359話
いつになく真剣な表情ニコル。前屈みで頬杖を突きながら、不満げに表情を作る。
「知ってるよ、今の曲。ブリジットが弾いてくれたからさ。でもさ、なんでそれをあんたが今、やる必要があるのかな」
詳しいことはわからないけど。たぶん、素人考えだけど、ブリジットの演奏とはまた違った気がする。あれは、美しさと切なさ、それでも希望のような温かさがあって。きっと本人がそう捉えたんだろうから。
でも。先の演奏はどちらかというと絶望に近い。悲観的な。ただ、どちらが優れているとかじゃなくて……優れているとかじゃない? ショパニストのピアノと甲乙つけ難い? ……そんな。だって、この子はヴァイオリンを主としているのに? 私が素人だからそう思うに違いない。
ブランシュは天井を見つめる。人工的な明るさを浴びている。目を細める。きっと今頃。依頼されて作ったキャンドルが、照らしているだろうと想像する。喜んでくれていると。嬉しい。

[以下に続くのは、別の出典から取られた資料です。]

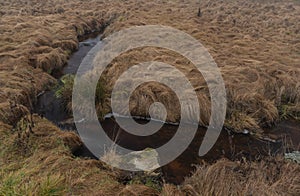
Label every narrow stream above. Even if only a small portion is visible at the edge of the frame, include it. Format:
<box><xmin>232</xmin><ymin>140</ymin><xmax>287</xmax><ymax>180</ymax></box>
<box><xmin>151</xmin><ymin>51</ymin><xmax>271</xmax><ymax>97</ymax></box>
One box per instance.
<box><xmin>36</xmin><ymin>36</ymin><xmax>300</xmax><ymax>184</ymax></box>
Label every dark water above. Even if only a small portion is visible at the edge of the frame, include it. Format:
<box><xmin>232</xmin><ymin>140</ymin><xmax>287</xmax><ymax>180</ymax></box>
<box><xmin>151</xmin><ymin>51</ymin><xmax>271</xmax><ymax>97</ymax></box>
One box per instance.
<box><xmin>36</xmin><ymin>36</ymin><xmax>300</xmax><ymax>184</ymax></box>
<box><xmin>35</xmin><ymin>33</ymin><xmax>101</xmax><ymax>124</ymax></box>
<box><xmin>101</xmin><ymin>118</ymin><xmax>300</xmax><ymax>184</ymax></box>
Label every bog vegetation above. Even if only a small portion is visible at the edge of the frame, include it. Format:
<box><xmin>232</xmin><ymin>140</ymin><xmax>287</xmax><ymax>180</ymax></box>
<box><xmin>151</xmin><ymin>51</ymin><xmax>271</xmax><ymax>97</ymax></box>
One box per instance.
<box><xmin>0</xmin><ymin>0</ymin><xmax>300</xmax><ymax>195</ymax></box>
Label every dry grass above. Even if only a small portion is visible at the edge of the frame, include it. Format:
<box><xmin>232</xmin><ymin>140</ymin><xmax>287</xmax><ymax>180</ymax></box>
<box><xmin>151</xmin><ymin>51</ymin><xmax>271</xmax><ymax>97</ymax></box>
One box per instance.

「……確認ですよ、ショパンはどんな風に弾いていたんだろうか、って。彼はこれくらいのサロンホールでしかほとんど弾きませんでしたから。教会くらい大きいと、ショパンらしさが出ません」
笑みが溢れる。空虚な笑み。空っぽで。色も味もない。笑み。
さらに難しさを深めるニコルの顔つき。そして頷く。
「なるほど。いや、なるほどじゃなくて。それをなんで今やってんのって話。ブリジット、楽しみにしてたのよ。あんたと弾けるって」
他の四人も。あんたと一緒に演奏するのを。一緒に聴くのを。それを裏切るような形で。いや、裏切るは言い過ぎか。でもそれをキャンセルする理由が、ここでピアノを弾きたいから? 釣り合わない。意味がわからない。